In the opinion of the British NGO, which fights for the rights of persecuted minority peoples around the world, the accolades for Botswana due to its conservation initiatives and its eco-friendly tourism are nothing but a travesty. According to the director of the organization, Stephen Corry, the president of Botswana, Ian Khama, “continues to sit on the board of Conservation International, and the country receives plaudits for its conservation and tourism industries [but] tourists should decide if they really want to support the destruction of Africa’s hunting Bushmen.”

SI maintains that the government continues to harass the San peoples, despite their victory in the nation’s high court in 2006, which granted them the right to return to their homes in the Central Kalahari Game Reserve (CKGR). The government had expelled them from the land some years earlier because it didn’t want to share the royalties from diamonds with the so-called “Bushmen.” The government denies them the right to open a new borehole for water, or even to reopen an old one that it closed shortly after the expulsion. In July this year, one justice of the High Court turned down their suit to require the government to allow them the right to reopen the existing, closed, borehole.

On Tuesday last week, the San people filed an appeal to the July ruling. Gordon Bennett, the lawyer for the San, told the African newspaper the Mail & Guardian his clients were willing to re-commission the borehole at their own expense. “But the government is denying them access to water, as it wants them to leave the reserve,” he said. He indicated their appeal is based on the wording of Botswana’s Water Act, which says that people who occupy land have the right to sink boreholes for their own domestic use. He maintains that the San are the legal owners of the land they live on in the CKGR, and that the High Court had recognized that.

A resident of the CKGR, Smith Moeti, told the paper that conditions in the reserve remain very difficult. The government still refuses to give the residents hunting licenses, and of course they have no water or health facilities.

A spokesperson for SI says that the earliest the latest appeal can be heard is January 2011. Their attorneys will have to wait until November to see if their appeal can be heard then, or if they will have to wait even longer.

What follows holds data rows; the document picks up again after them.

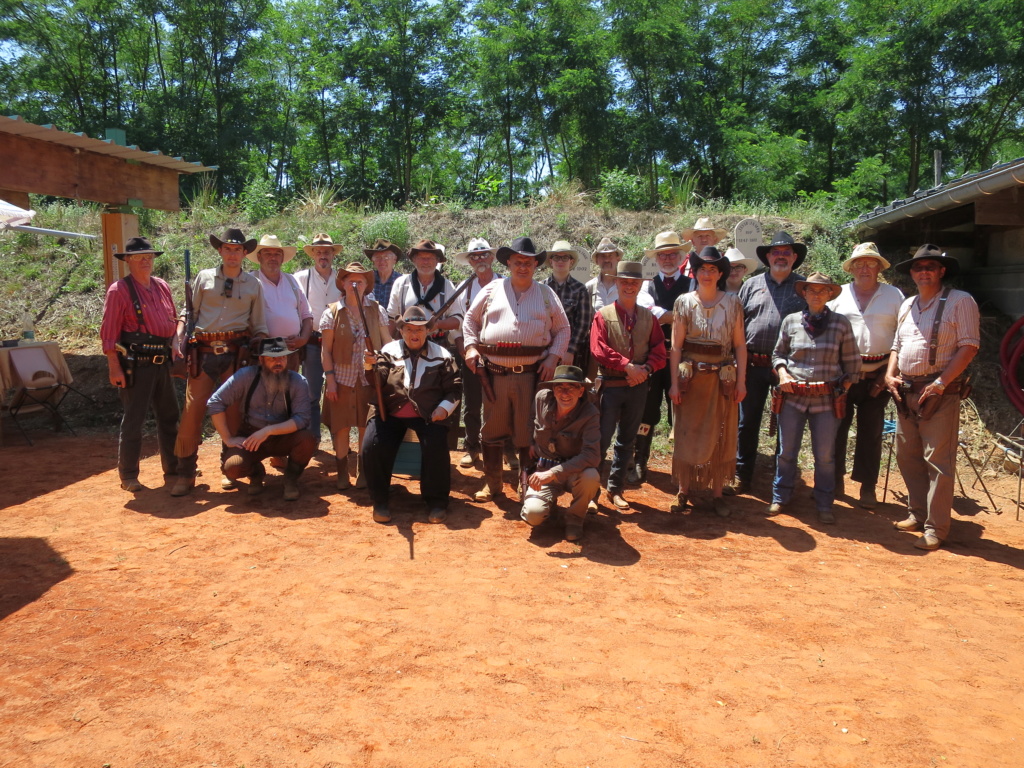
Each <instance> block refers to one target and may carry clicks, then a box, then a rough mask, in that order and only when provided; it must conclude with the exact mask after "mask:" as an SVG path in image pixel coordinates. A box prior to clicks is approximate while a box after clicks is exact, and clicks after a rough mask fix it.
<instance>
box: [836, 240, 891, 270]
mask: <svg viewBox="0 0 1024 768" xmlns="http://www.w3.org/2000/svg"><path fill="white" fill-rule="evenodd" d="M855 259H874V260H876V261H878V262H879V263H880V264H881V265H882V268H883V269H888V268H889V267H890V266H892V265H891V264H890V263H889V262H888V261H886V259H885V257H884V256H883V255H882V254H881V253H879V247H878V246H877V245H874V244H873V243H861V244H860V245H858V246H857V247H856V248H854V249H853V254H852V255H851V256H850V258H848V259H847V260H846V261H844V262H843V271H844V272H849V271H850V270H851V268H852V267H853V262H854V260H855Z"/></svg>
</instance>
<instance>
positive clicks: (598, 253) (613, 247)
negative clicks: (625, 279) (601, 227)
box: [591, 238, 625, 258]
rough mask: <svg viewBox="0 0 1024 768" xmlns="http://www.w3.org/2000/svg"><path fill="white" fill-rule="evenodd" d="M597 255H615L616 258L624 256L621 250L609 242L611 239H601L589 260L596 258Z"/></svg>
mask: <svg viewBox="0 0 1024 768" xmlns="http://www.w3.org/2000/svg"><path fill="white" fill-rule="evenodd" d="M599 253H617V254H618V258H622V257H623V256H624V255H625V254H624V253H623V249H622V248H620V247H618V246H616V245H615V244H614V243H612V242H611V238H601V242H600V243H598V244H597V248H595V249H594V251H593V253H591V258H593V257H594V256H597V254H599Z"/></svg>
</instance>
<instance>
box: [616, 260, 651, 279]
mask: <svg viewBox="0 0 1024 768" xmlns="http://www.w3.org/2000/svg"><path fill="white" fill-rule="evenodd" d="M615 278H616V279H618V278H624V279H625V280H644V276H643V264H641V263H640V262H639V261H620V262H618V265H617V266H616V267H615Z"/></svg>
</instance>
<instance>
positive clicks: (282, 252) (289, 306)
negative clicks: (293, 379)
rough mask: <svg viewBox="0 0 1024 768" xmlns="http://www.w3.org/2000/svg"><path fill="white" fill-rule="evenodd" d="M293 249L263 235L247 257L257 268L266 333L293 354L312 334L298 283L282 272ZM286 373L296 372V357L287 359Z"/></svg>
mask: <svg viewBox="0 0 1024 768" xmlns="http://www.w3.org/2000/svg"><path fill="white" fill-rule="evenodd" d="M295 251H296V248H295V246H284V245H282V244H281V241H280V240H279V239H278V236H276V234H264V236H263V237H262V238H260V241H259V245H257V246H256V248H254V249H253V251H252V253H250V254H249V255H248V258H249V259H250V260H251V261H255V262H256V263H257V264H259V269H257V270H256V271H255V272H254V274H255V275H256V278H257V279H258V280H259V282H260V283H261V284H262V285H263V308H264V311H265V314H266V328H267V333H269V334H270V336H273V337H281V338H283V339H285V343H286V344H288V348H289V349H291V350H292V351H293V352H294V351H297V350H299V349H301V348H302V347H303V346H305V344H306V342H307V341H309V337H310V336H311V335H312V332H313V313H312V310H311V309H310V308H309V301H308V300H307V299H306V296H305V294H304V293H303V291H302V289H301V288H299V283H298V281H296V280H295V276H294V275H292V274H289V273H288V272H285V271H282V269H281V267H282V265H283V264H284V263H285V262H288V261H291V260H292V259H294V258H295ZM288 366H289V370H291V371H298V370H299V355H297V354H295V355H292V356H291V357H289V358H288Z"/></svg>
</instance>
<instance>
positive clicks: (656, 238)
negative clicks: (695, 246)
mask: <svg viewBox="0 0 1024 768" xmlns="http://www.w3.org/2000/svg"><path fill="white" fill-rule="evenodd" d="M690 245H691V243H690V242H689V241H688V240H680V239H679V234H678V233H677V232H673V231H666V232H658V233H657V234H656V236H655V237H654V247H653V248H651V249H648V250H646V251H644V252H643V254H644V256H649V257H650V258H654V257H656V256H657V254H658V253H659V252H660V251H685V250H686V249H687V248H689V247H690Z"/></svg>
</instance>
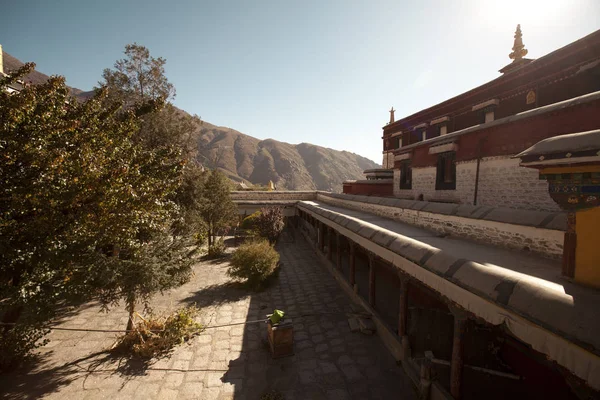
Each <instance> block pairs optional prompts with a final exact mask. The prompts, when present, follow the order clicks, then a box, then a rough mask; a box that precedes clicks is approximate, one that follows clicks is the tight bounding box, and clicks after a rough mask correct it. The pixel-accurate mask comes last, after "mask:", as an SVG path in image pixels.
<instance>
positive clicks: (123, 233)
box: [0, 64, 190, 357]
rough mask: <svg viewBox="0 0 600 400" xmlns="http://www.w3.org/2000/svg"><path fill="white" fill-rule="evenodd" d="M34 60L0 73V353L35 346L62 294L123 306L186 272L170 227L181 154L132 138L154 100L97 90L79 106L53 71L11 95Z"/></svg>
mask: <svg viewBox="0 0 600 400" xmlns="http://www.w3.org/2000/svg"><path fill="white" fill-rule="evenodd" d="M33 67H34V65H33V64H26V65H25V66H24V67H23V68H21V69H20V70H19V71H17V72H15V73H13V74H10V75H9V76H7V77H3V78H1V79H0V121H2V124H0V177H1V178H0V193H2V195H1V196H0V293H1V298H0V300H1V301H0V316H1V318H2V322H4V323H7V324H8V325H4V327H3V328H2V329H1V330H0V353H2V354H3V357H4V356H5V355H6V354H9V352H13V353H14V351H13V350H14V346H13V345H12V343H14V342H15V340H21V342H20V344H19V350H18V353H26V352H28V351H29V350H31V349H32V348H33V347H35V343H36V342H37V340H38V339H39V338H40V337H41V336H43V333H44V329H43V327H44V322H45V321H47V320H49V319H50V318H52V317H53V316H54V315H55V311H56V308H57V304H58V303H59V302H60V301H62V300H69V299H73V298H77V299H87V298H90V297H91V296H100V299H101V300H102V301H103V302H104V304H105V305H107V306H108V305H110V304H113V303H115V302H116V301H117V300H118V299H119V298H123V299H125V300H126V302H127V306H128V309H129V310H133V309H134V305H135V302H136V301H137V300H138V299H141V300H144V299H147V298H148V296H149V295H150V294H151V293H154V292H156V291H161V290H165V289H168V288H170V287H173V286H174V285H177V284H180V283H181V282H183V281H185V280H186V279H187V277H188V276H189V263H190V260H189V258H188V257H187V255H188V253H189V251H190V248H189V247H187V245H188V243H187V238H185V237H181V236H177V235H174V234H173V233H172V231H171V227H172V226H173V222H174V220H177V219H178V218H180V213H179V210H180V209H179V207H178V205H177V204H176V203H175V202H174V201H173V200H172V199H173V197H174V196H175V193H176V191H177V189H178V188H179V186H180V184H181V180H182V170H183V163H182V161H181V152H180V151H178V150H177V149H173V148H168V147H161V148H159V149H149V148H147V147H145V146H143V145H141V144H140V143H138V142H137V141H136V140H134V137H135V135H136V133H137V132H138V130H139V125H140V118H139V115H140V114H141V113H142V112H144V109H145V110H146V111H148V110H153V108H154V107H155V106H157V105H158V103H159V102H150V103H146V104H145V107H141V105H140V107H135V108H128V109H125V110H124V109H123V107H122V105H121V104H119V103H118V102H112V103H111V105H110V106H107V102H106V98H107V90H106V89H105V88H100V89H99V90H98V91H97V93H96V96H95V97H94V98H92V99H91V100H89V101H87V102H85V103H79V102H77V101H75V100H74V99H73V98H70V97H69V90H68V87H67V86H66V85H65V82H64V79H63V78H61V77H52V78H50V79H49V80H48V81H47V82H46V83H43V84H40V85H34V86H26V87H25V88H24V89H23V90H22V91H20V92H17V93H13V94H9V93H8V92H7V90H6V88H7V85H8V84H10V83H12V82H14V81H16V80H17V79H19V78H20V77H22V76H24V75H26V74H27V73H28V72H30V71H31V70H32V69H33ZM14 323H17V325H16V327H15V325H12V324H14ZM17 335H18V336H17ZM11 346H12V347H11ZM5 350H7V351H6V352H5Z"/></svg>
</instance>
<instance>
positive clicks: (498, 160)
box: [477, 157, 560, 211]
mask: <svg viewBox="0 0 600 400" xmlns="http://www.w3.org/2000/svg"><path fill="white" fill-rule="evenodd" d="M477 204H482V205H488V206H494V207H509V208H519V209H523V210H543V211H559V210H560V207H558V205H557V204H556V203H555V202H554V201H553V200H552V198H551V197H550V194H549V193H548V182H547V181H546V180H544V179H541V180H540V179H539V173H538V171H537V170H536V169H532V168H523V167H520V166H519V160H518V159H511V158H507V157H492V158H488V159H485V158H484V159H483V160H482V162H481V166H480V171H479V190H478V201H477Z"/></svg>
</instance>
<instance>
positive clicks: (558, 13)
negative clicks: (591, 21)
mask: <svg viewBox="0 0 600 400" xmlns="http://www.w3.org/2000/svg"><path fill="white" fill-rule="evenodd" d="M580 6H581V5H580ZM574 7H577V4H576V3H575V2H573V1H570V0H504V1H481V2H478V3H477V17H478V18H482V20H483V21H485V22H486V23H488V24H491V25H492V26H506V25H510V26H512V25H516V24H521V25H523V26H529V27H534V26H551V25H554V24H555V23H556V22H558V21H560V20H563V19H564V16H565V14H566V13H568V12H569V10H572V9H574Z"/></svg>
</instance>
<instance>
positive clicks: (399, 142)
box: [393, 136, 402, 149]
mask: <svg viewBox="0 0 600 400" xmlns="http://www.w3.org/2000/svg"><path fill="white" fill-rule="evenodd" d="M401 138H402V136H396V137H395V138H394V142H393V144H394V148H395V149H399V148H400V139H401Z"/></svg>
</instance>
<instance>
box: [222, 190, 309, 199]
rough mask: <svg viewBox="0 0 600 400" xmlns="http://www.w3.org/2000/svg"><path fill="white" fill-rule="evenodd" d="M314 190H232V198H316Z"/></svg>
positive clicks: (265, 198) (302, 198)
mask: <svg viewBox="0 0 600 400" xmlns="http://www.w3.org/2000/svg"><path fill="white" fill-rule="evenodd" d="M316 198H317V192H316V191H314V190H303V191H302V190H282V191H278V190H274V191H272V192H267V191H265V192H258V191H232V192H231V199H232V200H233V201H236V200H246V201H282V200H316Z"/></svg>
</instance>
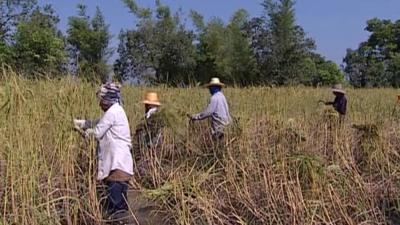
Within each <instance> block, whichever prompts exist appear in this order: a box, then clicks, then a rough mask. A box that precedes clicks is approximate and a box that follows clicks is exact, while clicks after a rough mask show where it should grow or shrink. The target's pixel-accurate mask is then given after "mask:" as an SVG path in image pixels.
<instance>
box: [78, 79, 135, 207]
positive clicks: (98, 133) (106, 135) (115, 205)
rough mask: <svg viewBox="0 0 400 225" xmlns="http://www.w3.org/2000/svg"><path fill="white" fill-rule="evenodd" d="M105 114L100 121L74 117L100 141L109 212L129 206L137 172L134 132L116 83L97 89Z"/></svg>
mask: <svg viewBox="0 0 400 225" xmlns="http://www.w3.org/2000/svg"><path fill="white" fill-rule="evenodd" d="M97 97H98V99H99V105H100V107H101V109H102V110H103V111H104V115H103V117H101V119H99V120H96V121H90V120H74V124H75V127H76V128H78V129H83V130H84V131H85V134H86V135H94V137H95V138H96V139H97V141H98V144H99V145H98V147H99V149H98V150H99V151H98V173H97V179H98V180H99V181H103V182H104V183H105V184H106V185H107V204H106V210H107V213H108V214H113V213H115V212H117V211H123V210H127V209H128V207H127V203H126V199H127V198H126V197H127V189H128V181H129V180H130V178H131V176H132V175H133V159H132V154H131V136H130V130H129V123H128V119H127V117H126V114H125V111H124V109H123V108H122V106H121V104H120V103H121V97H120V87H119V85H117V84H114V83H108V84H104V85H102V86H101V88H100V90H99V91H98V92H97Z"/></svg>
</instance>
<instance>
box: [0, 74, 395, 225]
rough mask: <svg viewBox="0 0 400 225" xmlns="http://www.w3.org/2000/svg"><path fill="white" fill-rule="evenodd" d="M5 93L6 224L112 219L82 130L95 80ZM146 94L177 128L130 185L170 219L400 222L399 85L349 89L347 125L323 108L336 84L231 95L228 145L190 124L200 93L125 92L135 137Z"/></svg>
mask: <svg viewBox="0 0 400 225" xmlns="http://www.w3.org/2000/svg"><path fill="white" fill-rule="evenodd" d="M0 88H1V89H0V107H1V111H0V129H1V130H0V134H1V135H0V143H1V145H0V153H1V176H0V178H1V183H0V184H1V186H0V188H1V196H0V198H1V201H0V203H1V205H0V224H3V225H6V224H15V225H19V224H32V225H35V224H38V225H39V224H40V225H42V224H68V225H81V224H105V222H104V221H103V220H102V215H101V210H100V207H99V203H98V199H97V198H98V195H97V193H96V190H97V188H96V185H97V184H96V180H95V174H94V173H95V171H96V170H95V166H96V165H95V164H96V160H95V143H94V141H86V140H84V139H83V138H82V137H81V136H80V135H79V134H78V133H76V132H75V131H74V130H73V129H72V118H74V117H81V118H97V117H99V116H100V115H101V111H100V108H99V107H98V106H97V102H96V97H95V90H96V85H92V84H89V83H85V82H83V81H79V80H72V79H64V78H63V79H56V80H51V79H48V80H41V81H29V80H25V79H22V78H19V77H17V76H16V75H4V74H3V76H2V78H1V81H0ZM147 90H156V91H158V92H159V94H160V96H161V100H162V101H163V103H164V104H163V107H164V108H165V110H167V111H168V112H169V118H166V119H168V120H169V121H170V122H171V123H170V127H168V128H166V130H165V133H166V135H165V136H164V139H165V140H164V144H163V146H162V147H161V148H159V149H157V151H155V152H154V154H149V155H147V156H146V157H149V158H148V160H150V161H151V162H152V163H150V164H149V166H148V167H147V168H146V176H145V177H141V178H140V179H139V178H137V179H135V180H132V182H131V183H132V187H131V188H132V189H134V190H136V191H137V192H133V193H141V195H142V198H146V199H147V200H148V201H151V202H152V203H153V204H154V205H155V206H154V207H156V208H157V211H159V214H160V215H162V221H163V224H181V225H184V224H193V225H204V224H221V225H222V224H226V225H228V224H232V225H236V224H237V225H239V224H243V225H244V224H249V225H250V224H285V225H286V224H354V225H356V224H399V223H400V202H399V199H400V181H399V179H400V163H399V162H400V155H399V153H400V127H399V120H398V119H399V118H400V110H398V106H397V103H396V101H397V94H398V93H399V92H398V91H397V90H394V89H369V90H353V89H348V90H347V92H348V101H349V105H348V111H349V116H348V119H347V121H346V122H345V123H344V124H339V123H338V122H337V118H336V117H335V116H334V115H333V114H331V112H330V111H329V110H328V109H329V108H326V107H325V106H324V105H321V104H318V100H320V99H324V100H330V99H332V98H333V95H332V94H331V93H330V91H329V89H327V88H318V89H316V88H307V87H285V88H267V87H264V88H262V87H254V88H245V89H236V88H227V89H226V90H224V92H225V94H226V96H227V98H228V101H229V104H230V107H231V113H232V115H233V116H234V117H235V118H236V120H235V121H236V122H235V124H234V125H232V126H231V127H230V129H229V134H228V135H227V137H226V138H225V140H224V143H219V144H216V143H212V141H211V139H210V136H209V133H208V132H207V130H206V128H207V123H206V122H204V123H200V124H189V122H188V121H187V119H186V117H185V115H186V113H195V112H197V111H199V110H201V109H202V108H203V107H204V106H205V105H206V104H207V101H208V98H209V94H208V91H207V90H205V89H202V88H186V89H185V88H180V89H177V88H164V87H157V88H151V89H148V88H137V87H123V90H122V95H123V99H124V108H125V110H126V113H127V115H128V118H129V120H130V126H131V130H132V132H133V131H134V128H135V124H137V122H138V121H139V120H140V118H141V116H142V114H143V110H144V109H143V106H142V105H141V103H140V100H141V98H142V96H143V95H144V93H145V91H147ZM399 107H400V106H399ZM130 197H135V196H130Z"/></svg>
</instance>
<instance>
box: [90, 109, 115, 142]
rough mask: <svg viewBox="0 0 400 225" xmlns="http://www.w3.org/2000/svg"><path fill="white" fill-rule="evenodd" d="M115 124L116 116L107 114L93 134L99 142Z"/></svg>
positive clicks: (103, 115)
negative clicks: (105, 134) (106, 133)
mask: <svg viewBox="0 0 400 225" xmlns="http://www.w3.org/2000/svg"><path fill="white" fill-rule="evenodd" d="M114 122H115V115H114V114H113V113H110V112H106V113H105V114H104V115H103V117H102V118H101V119H100V120H98V122H97V123H96V125H95V126H94V128H93V134H94V136H95V138H96V139H97V140H99V139H101V138H103V136H104V134H105V133H106V132H107V131H108V130H109V129H110V128H111V126H112V125H113V124H114Z"/></svg>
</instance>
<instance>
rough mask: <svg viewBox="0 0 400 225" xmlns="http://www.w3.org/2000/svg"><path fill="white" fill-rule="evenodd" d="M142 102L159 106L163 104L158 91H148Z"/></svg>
mask: <svg viewBox="0 0 400 225" xmlns="http://www.w3.org/2000/svg"><path fill="white" fill-rule="evenodd" d="M142 103H144V104H148V105H157V106H160V105H161V103H160V100H159V99H158V95H157V93H156V92H147V93H146V95H145V97H144V100H143V101H142Z"/></svg>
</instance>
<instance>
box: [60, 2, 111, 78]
mask: <svg viewBox="0 0 400 225" xmlns="http://www.w3.org/2000/svg"><path fill="white" fill-rule="evenodd" d="M78 10H79V11H78V15H77V16H72V17H70V18H69V22H68V25H69V27H68V30H67V33H68V37H67V41H68V44H69V54H70V58H71V59H73V60H75V62H74V64H75V66H76V67H77V70H78V73H79V74H82V75H84V76H85V77H86V78H88V79H97V78H100V79H101V80H103V81H104V80H106V79H107V78H108V74H109V71H108V67H107V60H108V58H109V57H110V56H111V54H112V50H111V49H110V48H109V43H110V40H111V38H112V36H111V34H110V32H109V25H107V24H106V22H105V19H104V16H103V14H102V12H101V11H100V9H99V8H98V7H97V8H96V12H95V14H94V16H93V18H90V17H89V16H88V15H87V13H86V6H84V5H78Z"/></svg>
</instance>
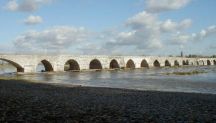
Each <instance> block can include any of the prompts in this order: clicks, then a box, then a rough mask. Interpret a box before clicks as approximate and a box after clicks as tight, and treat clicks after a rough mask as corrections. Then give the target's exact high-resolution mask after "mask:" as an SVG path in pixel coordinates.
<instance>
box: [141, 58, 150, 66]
mask: <svg viewBox="0 0 216 123" xmlns="http://www.w3.org/2000/svg"><path fill="white" fill-rule="evenodd" d="M141 67H142V68H144V67H146V68H148V67H149V64H148V62H147V61H146V60H145V59H143V60H142V62H141Z"/></svg>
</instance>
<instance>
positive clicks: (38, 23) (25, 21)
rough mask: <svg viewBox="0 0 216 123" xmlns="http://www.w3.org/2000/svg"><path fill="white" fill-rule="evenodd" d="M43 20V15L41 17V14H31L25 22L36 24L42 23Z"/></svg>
mask: <svg viewBox="0 0 216 123" xmlns="http://www.w3.org/2000/svg"><path fill="white" fill-rule="evenodd" d="M42 22H43V19H42V17H40V16H33V15H30V16H29V17H27V18H26V19H25V20H24V23H25V24H26V25H36V24H40V23H42Z"/></svg>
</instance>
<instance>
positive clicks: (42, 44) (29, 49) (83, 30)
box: [14, 26, 90, 52]
mask: <svg viewBox="0 0 216 123" xmlns="http://www.w3.org/2000/svg"><path fill="white" fill-rule="evenodd" d="M89 35H90V33H89V32H88V31H87V30H86V29H85V28H83V27H80V28H74V27H66V26H59V27H54V28H50V29H46V30H43V31H28V32H26V33H24V34H22V35H20V36H18V37H17V38H16V39H15V41H14V45H15V47H16V48H17V50H18V51H33V52H38V51H43V50H45V49H46V50H47V51H64V50H67V49H68V48H70V47H71V46H76V45H77V44H79V43H81V42H83V41H86V40H87V39H88V36H89Z"/></svg>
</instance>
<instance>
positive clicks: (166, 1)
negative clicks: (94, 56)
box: [0, 0, 216, 55]
mask: <svg viewBox="0 0 216 123" xmlns="http://www.w3.org/2000/svg"><path fill="white" fill-rule="evenodd" d="M0 5H1V7H0V8H1V9H0V18H1V21H0V22H1V23H0V27H1V28H0V32H1V33H0V44H1V45H0V52H2V53H59V54H65V53H66V54H68V53H70V54H105V55H178V54H180V52H181V51H183V52H184V53H185V54H202V55H213V54H216V15H215V12H216V8H215V5H216V1H215V0H160V1H158V0H1V1H0Z"/></svg>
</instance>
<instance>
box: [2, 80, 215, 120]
mask: <svg viewBox="0 0 216 123" xmlns="http://www.w3.org/2000/svg"><path fill="white" fill-rule="evenodd" d="M215 104H216V95H213V94H195V93H174V92H157V91H136V90H126V89H112V88H97V87H76V86H72V87H68V86H66V85H64V86H61V85H50V84H41V83H31V82H27V81H23V80H0V122H15V121H18V122H72V123H73V122H74V123H79V122H88V123H91V122H93V123H95V122H112V123H113V122H120V123H121V122H122V123H127V122H141V123H143V122H184V121H189V122H198V121H199V122H216V105H215Z"/></svg>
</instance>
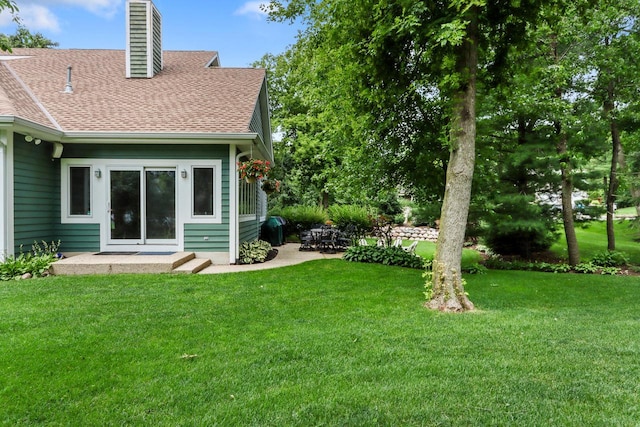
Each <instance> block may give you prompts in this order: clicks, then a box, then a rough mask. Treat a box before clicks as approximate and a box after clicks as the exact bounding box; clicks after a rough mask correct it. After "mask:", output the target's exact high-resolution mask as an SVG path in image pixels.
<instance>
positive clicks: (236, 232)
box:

Wilderness Safaris, the owner of a new, luxury tourist lodge in the CKGR, located fairly near some struggling San communities, has refused calls that it should share some of its water with the nearby people. It feels that its business model is not suited to giving away water like that. The company, of course, was granted a permit to drill a new borehole for its purposes—entertaining Western guests.

Mmegi, a Botswana daily newspaper, asked Jeff Ramsay, a spokesperson for the government, about SI’s call for a tourist boycott. He replied that the government and the San were about to resolve their differences amicably, and that SI was just trying to gain attention. He refuted the SI claim that the government is discriminating against the San by depriving them of water, but since it is an ongoing court case, he really couldn’t discuss it any further. He assured the paper that the issue will be wrapped up soon. “The key is to manage the resource on a sustainable basis, to benefit those within and around the CKGR,” he said.

The British newspaper the Telegraph, weighed in on the issue on Friday. The paper tried to present the essence of both sides of the issue. It quoted SI’s arguments as well as those of the Botswana government. The additional wrinkle that the paper highlighted is the disconnect between conservationists, who generally support the conservation initiatives of the Botswana government, and the pressures and tactics of SI.

The World Travel and Tourism Council gave the country its Tourism for Tomorrow award in May and it defends its decision. A WTTC spokesperson said that the organization recognized the Botswana Tourism Board “for its outstanding stewardship of the Okavango Delta, a global biodiversity conservation priority.”

The spokesperson for another organization, Great Plains Conservation, indicated he was saddened by SI’s campaign against the Botswana government. He cited the “unrivalled track record” of the government in protecting wildlife and “uplifting the lives of its people.” He also lauded the revenues the government collects from the various tourist installations in the country.

Interestingly, the British newspaper concluded its report by quoting another observer, Chris McIntyre, who is the managing director of Expert Africa and the author of several guidebooks to Botswana. He criticizes both the government and SI. The government was overzealous and inept in its treatment of the San, but he did not accept the reasoning that diamond mining was behind the government’s actions.

He feels that SI’s call for a boycott of tourism in Botswana is counter productive. The country has good schools, a fine social program, and is doing very well compared to much of the rest of Africa. It should be the last country on the continent to be castigated for its human rights record.

He called for a compromise. The government cannot backtrack at this point, he feels, since it has dug in its heels. “No African government likes being told what to do. What we need is a compromise, and what I’d like to see is Survival’s campaign aiming to achieve one,” he said.